The boss of Goldman Sachs has praised a group of junior bankers for speaking out over excessive working hours, but also said staff should “go an extra mile… even when we feel that we’re reaching our limit.”
In a message recorded and delivered to 34,000 staff across the globe on Sunday evening, CEO David Solomon said he took complaints “very seriously” and encouraged others at the investment bank to speak out.
He said: “I can imagine that many of you saw the presentation that a group of analysts shared with their management recently about their lack of work-life balance.
“This is something that our leadership team and I take very seriously.”
‘Arguably worse than foster care’
Mr Solomon’s comments came after first-year banking analysts at Goldman Sachs said they had worked an average of nearly 100 hours a week in 2021, and called for a new cap on their arduous workload, according to an internal presentation.
Junior bankers warned they could quit their roles if the situation does not improve, with an internal survey among 13 first-year analysts showing they worked a mean of 98 hours a week since January and slept five hours a night.
Most surveyed staff members said they were unlikely to stay at Goldman Sachs if working conditions did not change in the next six months.
The survey showed the analysts typically went to sleep at 3am, and worked an average of 105 hours in the week the survey was taken – the week ending 13 February.
One respondent said: “The sleep deprivation, the treatment by senior bankers, the mental and physical stress… I’ve been through foster care and this is arguably worse.”
Another said: “I didn’t come into this job expecting 9am-5pms, but I also didn’t expect consistent 9am-5ams either.”
‘We have to be connected 24/7’
Solomon explained he would be strengthening enforcement of “the Saturday rule” that junior bankers should not be expected in the office from 9pm on Friday until 9am on Sunday.
He added that plans for hiring more junior staff across its investment banking division would be accelerated and will automate more activities to reduce workloads.
There had been concerns among some staff that the junior analysts who compiled the work survey could face recriminations for raising issues at the bank, but Mr Solomon said he wanted more staff to speak out on issues.
The boss explained: “In this case, it’s great that this group of analysts went to their management.

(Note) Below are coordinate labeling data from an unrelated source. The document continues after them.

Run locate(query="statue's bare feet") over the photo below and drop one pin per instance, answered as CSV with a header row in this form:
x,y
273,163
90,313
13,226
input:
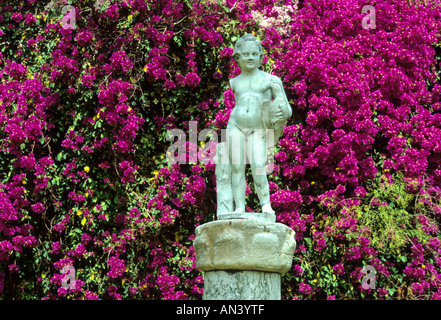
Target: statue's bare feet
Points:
x,y
267,208
239,210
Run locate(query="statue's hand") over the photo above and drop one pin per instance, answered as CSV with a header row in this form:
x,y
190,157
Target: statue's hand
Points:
x,y
276,90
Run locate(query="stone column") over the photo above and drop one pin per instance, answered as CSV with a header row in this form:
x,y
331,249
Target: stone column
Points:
x,y
243,256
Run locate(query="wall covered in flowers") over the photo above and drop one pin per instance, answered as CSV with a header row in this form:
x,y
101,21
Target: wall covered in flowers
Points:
x,y
86,104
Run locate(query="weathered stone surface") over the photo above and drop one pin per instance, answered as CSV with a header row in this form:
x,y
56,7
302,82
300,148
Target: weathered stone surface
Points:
x,y
242,285
244,244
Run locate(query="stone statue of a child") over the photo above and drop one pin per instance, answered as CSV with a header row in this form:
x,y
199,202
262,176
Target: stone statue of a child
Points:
x,y
261,104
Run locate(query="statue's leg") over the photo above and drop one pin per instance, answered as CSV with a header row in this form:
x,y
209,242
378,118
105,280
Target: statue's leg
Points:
x,y
236,141
257,154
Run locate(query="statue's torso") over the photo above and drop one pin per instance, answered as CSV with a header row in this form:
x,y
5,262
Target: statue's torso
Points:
x,y
250,92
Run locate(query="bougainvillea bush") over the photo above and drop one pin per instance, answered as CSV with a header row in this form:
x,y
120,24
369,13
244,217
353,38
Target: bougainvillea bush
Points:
x,y
86,104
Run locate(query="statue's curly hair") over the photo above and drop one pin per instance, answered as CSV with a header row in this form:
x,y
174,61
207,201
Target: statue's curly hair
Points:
x,y
245,38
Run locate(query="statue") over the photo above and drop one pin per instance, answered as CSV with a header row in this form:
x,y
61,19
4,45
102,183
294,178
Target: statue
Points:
x,y
260,114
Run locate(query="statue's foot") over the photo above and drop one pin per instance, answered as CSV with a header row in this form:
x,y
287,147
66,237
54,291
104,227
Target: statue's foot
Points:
x,y
239,210
267,208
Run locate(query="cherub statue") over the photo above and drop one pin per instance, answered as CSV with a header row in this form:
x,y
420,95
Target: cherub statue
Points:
x,y
261,104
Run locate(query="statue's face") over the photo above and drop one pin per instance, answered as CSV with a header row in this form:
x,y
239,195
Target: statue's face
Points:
x,y
249,56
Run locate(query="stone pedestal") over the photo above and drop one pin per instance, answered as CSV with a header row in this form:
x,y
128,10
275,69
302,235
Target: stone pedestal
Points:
x,y
243,258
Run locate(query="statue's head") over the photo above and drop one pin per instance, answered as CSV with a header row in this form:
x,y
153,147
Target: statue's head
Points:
x,y
247,39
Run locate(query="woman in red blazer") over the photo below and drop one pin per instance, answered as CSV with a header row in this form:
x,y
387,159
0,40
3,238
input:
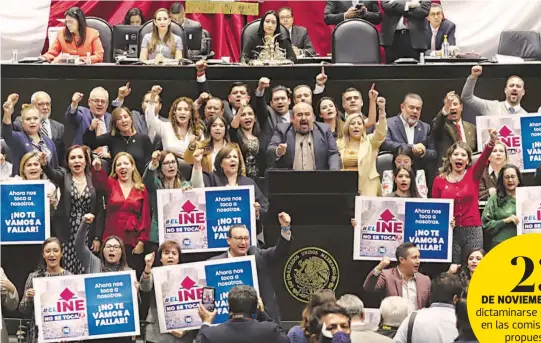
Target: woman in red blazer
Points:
x,y
76,39
128,207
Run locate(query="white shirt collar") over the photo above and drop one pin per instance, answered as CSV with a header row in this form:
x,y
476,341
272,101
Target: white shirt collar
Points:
x,y
516,107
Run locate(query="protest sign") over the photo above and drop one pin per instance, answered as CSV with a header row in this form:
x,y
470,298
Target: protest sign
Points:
x,y
24,217
179,289
79,307
521,135
528,210
199,219
385,223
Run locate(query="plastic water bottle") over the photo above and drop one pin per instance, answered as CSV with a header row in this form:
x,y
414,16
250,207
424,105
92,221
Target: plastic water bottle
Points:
x,y
445,47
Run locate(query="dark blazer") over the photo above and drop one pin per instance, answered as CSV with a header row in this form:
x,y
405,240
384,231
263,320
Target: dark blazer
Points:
x,y
396,138
81,120
251,48
242,331
444,133
20,144
325,150
390,282
63,179
334,11
300,39
57,134
394,10
447,27
266,261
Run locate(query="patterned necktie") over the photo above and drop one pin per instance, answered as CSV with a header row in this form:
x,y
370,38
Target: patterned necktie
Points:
x,y
43,129
460,138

We want a workplace where people can share concerns freely. So we want to encourage all of you to take the opportunity to speak with your management. If there are any issues, do not hesitate to reach out to ask for help.”
Mr Solomon also used the meeting to suggest that continued work-from-home activities could be contributing towards difficulties among staff – re-enforcing his belief that workers should be back in offices.
He is becoming an increasingly isolated voice against hybrid working models being implemented, with the vast majority of businesses announcing flexible working as lockdowns and restrictions begin to ease.
Mr Solomon said: “We recognise that people working today face a new set of challenges. In this world of remote work, it feels like we have to be connected 24/7. All of us — your colleagues, your managers, our divisional leaders — we see that.”